À l’extérieur, on relève deux pignons de chœur dissemblables et la conservation, au nord, de la chapelle latérale gothique du XIIIe siècle et du clocher roman, ce qui explique l’organisation des élévations. Parmi les éléménts survivants figurent un dernier arc-boutant diagonal du bas-côté nord, le vestige d’une porte sur la rue de la montagne Saint-Aignan et le mur méridional avec trois arcades correspondant aux anciennes chapelles. La grande baie de la chapelle latérale nord sur la rue de Beauvais, composée de quatre lancettes surmontées de trois roses quadrilobées et d’un remplage finement ciselé, est particulièrement remarquable. Le rez-de-chaussée du clocher présente une baie en arc brisé dite « arc-Tudor » dont le remplage principal subsiste, tandis que le remplage de la baie voisine a été refait de façon simplifiée. Le clocher, conservé dans sa partie inférieure et daté de la période romane, est coupé à mi-hauteur par un cordon et une rangée de modillons ; ses faces comportaient des baies en plein cintre à arcatures ornées de billettes et encadrées de colonnettes aux tailloirs facettés, et une baie du pignon nord porte des chapiteaux datés du XIVe siècle.
Lors de l’aménagement théâtral, un entresol fut créé sous les gradins pour loger le café ; la scène était installée à l’ouest au-dessus de l’entrée actuelle, les gradins en hémicycle occupaient la partie orientale du chœur et de petites loges sur deux niveaux furent aménagées.

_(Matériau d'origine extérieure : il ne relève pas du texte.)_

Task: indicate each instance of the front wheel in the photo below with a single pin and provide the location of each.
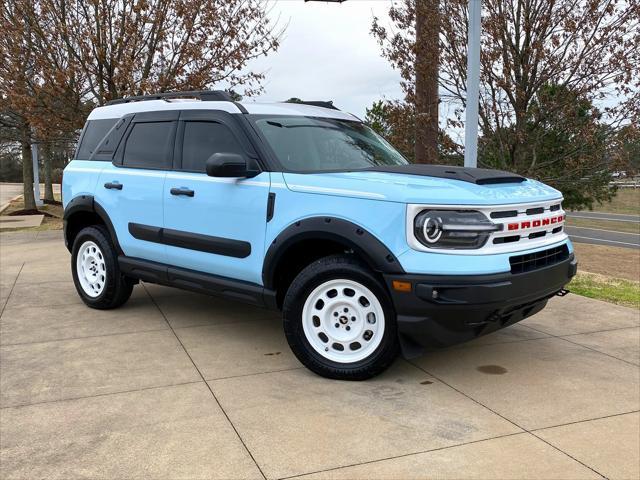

Le clocher et la chapelle sud furent transformés en logements pour les acteurs et en réserves de décors, et une étroite fosse d’orchestre fut aménagée entre la scène et les gradins. Les restaurations des années 1980 ont dégagé le premier étage du clocher roman, retrouvé une baie de triforium jusque-là inconnue et mis en évidence la voûte d’ogives du chœur ; elles ont aussi préservé certains aménagements du début du XIXe siècle, comme la plate-forme de scène et les escaliers desservant les loges, tout en supprimant les gradins et les substructures scéniques. Enfin, des scènes du film L'Année du bac ont été tournées en 1963 devant la façade et à l'intérieur, alors que l'édifice fonctionnait comme cinéma.